A friend of mine pointed it out. He suggested that one of the symptoms of my ego addiction is 'attachment.' I had never heard that term before in this context. He explained, 'I heard a speaker once who told the audience before he started, If, during my talk, you find yourself disagreeing with my comments or angry or bored and want to leave, go ahead, I am not attached to my comments.'"
"Attached to my comments." Wow! Those words went off like a bombshell in my mind. It was one of those "aha's" of life. I recognized myself in those comments because that is exactly what I do. I attach myself to my words, to my actions, to my possessions...my children, my job, my faith. If you don't agree with what I say, I take it personally. If you walk out during my talk, it must be something I said. If you miss a Sunday or two at my church, I must have offended you, you don't like me, my theology is not acceptable....
...Mix a good dose of ego addiction with Jesus, and the consequences are frightening. It causes ministers to build huge churches as a monument to their own ego, it causes people to go on television with their "unique ministry," which is another term for "my ministry." It causes people to write books, speak all over the world, abandon their families, their friends, and their neighborhoods so they can respond to the "great need"... which is really the need to be needed....
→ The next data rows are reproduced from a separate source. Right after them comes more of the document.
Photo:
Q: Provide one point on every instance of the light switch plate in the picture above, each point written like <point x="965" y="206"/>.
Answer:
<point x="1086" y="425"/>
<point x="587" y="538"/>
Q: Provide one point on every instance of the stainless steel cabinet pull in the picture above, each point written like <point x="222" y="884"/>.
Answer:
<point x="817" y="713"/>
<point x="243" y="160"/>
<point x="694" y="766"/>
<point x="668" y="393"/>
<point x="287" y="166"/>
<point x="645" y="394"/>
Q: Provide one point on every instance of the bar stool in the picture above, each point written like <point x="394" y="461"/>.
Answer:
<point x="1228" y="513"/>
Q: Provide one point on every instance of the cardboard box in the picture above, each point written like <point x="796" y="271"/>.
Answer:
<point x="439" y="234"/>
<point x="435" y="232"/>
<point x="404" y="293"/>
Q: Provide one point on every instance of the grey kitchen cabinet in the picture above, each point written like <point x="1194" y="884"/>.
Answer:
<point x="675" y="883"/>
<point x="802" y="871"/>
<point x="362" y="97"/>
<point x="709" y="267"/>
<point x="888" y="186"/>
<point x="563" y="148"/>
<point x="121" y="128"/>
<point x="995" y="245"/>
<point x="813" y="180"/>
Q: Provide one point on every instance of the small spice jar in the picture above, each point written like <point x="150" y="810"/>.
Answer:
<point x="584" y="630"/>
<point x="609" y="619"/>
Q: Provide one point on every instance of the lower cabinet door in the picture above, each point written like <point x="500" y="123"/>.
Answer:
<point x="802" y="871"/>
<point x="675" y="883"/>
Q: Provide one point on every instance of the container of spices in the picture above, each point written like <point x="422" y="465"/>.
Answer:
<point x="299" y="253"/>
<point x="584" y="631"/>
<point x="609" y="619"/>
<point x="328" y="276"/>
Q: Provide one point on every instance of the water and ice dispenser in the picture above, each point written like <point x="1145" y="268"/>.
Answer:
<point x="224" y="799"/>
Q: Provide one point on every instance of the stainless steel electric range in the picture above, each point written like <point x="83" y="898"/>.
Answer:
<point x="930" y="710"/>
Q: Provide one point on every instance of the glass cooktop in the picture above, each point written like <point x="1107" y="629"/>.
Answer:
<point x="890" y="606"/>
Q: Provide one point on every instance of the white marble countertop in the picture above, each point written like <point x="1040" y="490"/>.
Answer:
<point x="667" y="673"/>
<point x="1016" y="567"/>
...How embarrassing it is to come to the third chapter of John. John's popularity was dropping off and Jesus' popularity was growing. Naturally, John's disciples were very upset. John calmed them down and then stunned them by whispering those magnificent words, "He must increase, I must decrease."...
...What if I took those words seriously, detached my ego from Jesus, and started following Him instead? What if I started worrying more about Jesus' reputation and less about my own? Maybe Mike would begin to disappear ... and Jesus would start appearing in my family, in my relationships, in my church ... even in this magazine."
Mike Yaconelli, "Ego Addiction," The Door Magazine, #125, October 1992.